The median income for a household in the CDP was $42,927, and the median income for a family was $47,829. Males had a median income of $34,073 versus $26,344 for females. The per capita income for the CDP was $21,610. About 4.2% of families and 7.2% of the population were below the poverty line, including 7.9% of those under age 18 and 7.0% of those age 65 or over.

Historical population
| Census | Pop. | Note | %± |
| 1960 | 1,404 |  | — |
| 1970 | 2,250 |  | 60.3% |
| 1980 | 2,582 |  | 14.8% |
| 1990 | 2,480 |  | −4.0% |
| 2000 | 1,961 |  | −20.9% |
| 2010 | 1,959 |  | −0.1% |
| 2020 | 2,234 |  | 14.0% |
U.S. Decennial Census 1970 1980 1990 2000 2010 2020

==Arts and culture==
Fords Prairie is the location of the Wesley Everest Gravesite, a National Register of Historic Places listing since 1991.

The community organized the Fords Prairie Grange which became a center point of social activity in the town.

==Parks and recreation==
The Fort Borst Park complex, which includes the Borst Home and Pioneer Park Dog Park, is situated south of the area. The Discovery Trail, opened in 2006, meanders inside the riparian zone next to the Chehalis River, is northwest of the region. The community is home to the Bob Oke Game Farm, a pheasant hunting site funded and overseen by the Washington Department of Fish and Wildlife. The grounds were opened in the 1950s and known as the Lewis County Game Farm.

==Economy==
Fords Prairie's economy was based mostly on farming since the community's beginnings, with small farm dairy production providing residents with financial security during the Great Depression. The town contained only one shop, the Raish General Store, which provided farming supplies, groceries, and hardware. The Raish store closed in the 1940s, the building eventually becoming home to various businesses.

The community's rural economy has been slowly replaced with the addition of the Port of Centralia, businesses such as Safeway, and major retailers located at the Centralia factory outlet center.

==Government and politics==

Presidential Elections Results
| Year | Republican | Democratic | Third parties |
|---|---|---|---|
| 2008 | 59.2% 382 | 39.1% 252 | 1.7% 11 |
| 2012 | 61.2% 367 | 37.5% 225 | 1.3% 8 |
| 2016 | 69.6% 396 | 23.0% 131 | 7.4% 42 |
| '2020 | 64.6% 508 | 32.3% 254 | 3.2% 25 |
| 2024 | 65.8% 460 | 30.0% 210 | 4.1% 29 |

As of 2024, Fords Prairie is considered part of Centralia's urban growth area.
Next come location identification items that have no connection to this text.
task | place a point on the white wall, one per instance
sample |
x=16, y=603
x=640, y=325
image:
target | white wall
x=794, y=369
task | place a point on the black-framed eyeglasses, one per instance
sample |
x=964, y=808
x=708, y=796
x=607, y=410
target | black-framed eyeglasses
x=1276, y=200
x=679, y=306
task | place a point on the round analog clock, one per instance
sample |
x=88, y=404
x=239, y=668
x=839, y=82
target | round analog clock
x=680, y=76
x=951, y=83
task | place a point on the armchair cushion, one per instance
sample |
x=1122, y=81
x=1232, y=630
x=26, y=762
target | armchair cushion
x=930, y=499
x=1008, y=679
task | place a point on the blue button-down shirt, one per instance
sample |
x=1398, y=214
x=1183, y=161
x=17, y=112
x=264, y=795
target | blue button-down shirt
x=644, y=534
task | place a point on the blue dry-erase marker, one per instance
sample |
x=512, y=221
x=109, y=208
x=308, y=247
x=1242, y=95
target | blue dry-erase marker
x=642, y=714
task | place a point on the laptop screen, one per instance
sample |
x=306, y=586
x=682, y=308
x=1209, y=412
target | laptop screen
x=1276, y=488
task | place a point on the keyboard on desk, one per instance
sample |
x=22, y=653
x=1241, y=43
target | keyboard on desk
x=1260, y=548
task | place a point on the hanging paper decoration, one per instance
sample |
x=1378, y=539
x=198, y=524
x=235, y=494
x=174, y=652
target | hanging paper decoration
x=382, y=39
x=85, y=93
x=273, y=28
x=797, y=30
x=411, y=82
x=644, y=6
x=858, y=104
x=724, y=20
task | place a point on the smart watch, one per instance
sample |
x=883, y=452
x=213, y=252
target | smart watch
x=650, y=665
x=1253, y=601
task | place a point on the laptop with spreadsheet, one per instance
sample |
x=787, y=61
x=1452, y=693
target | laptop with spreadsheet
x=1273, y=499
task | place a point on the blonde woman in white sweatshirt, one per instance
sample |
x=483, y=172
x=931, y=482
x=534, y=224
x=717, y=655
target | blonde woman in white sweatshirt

Both the county and city of Centralia are in a joint jurisdictional agreement, which includes determination of public utilities.

As Fords Prairie is an unincorporated community, there are no defined bounds and the voting precinct may be incongruous with the census boundaries.

The 2020 election included 14 votes for candidates of the Libertarian Party and 8 votes for write-in candidates. In the 2024 election, there were 5 votes cast for write-in candidates and 15 votes were tallied for Robert F. Kennedy Jr..

==Education==
The first school in Fords Prairie was the Lum Schoolhouse, located on the corner of present-day Lum Road and Reynolds Avenue. The community's school district, by 1906, served 100 students and was at the time the largest rural school district in Lewis County. A wood, two-story school was constructed in 1916 for $13,000. The schoolhouse, which served students up to 10th grade, expanded in 1925 with a basement and playroom. The home economics class provided extra food to students during the later years of the Great Depression.

The Fords Prairie school district merged with Centralia in 1944 and the schoolhouse burned down in 1945. The community constructed a new school facility in 1947 which included the first kindergarten class in the town.

Centralia High School is located within Fords Prairie.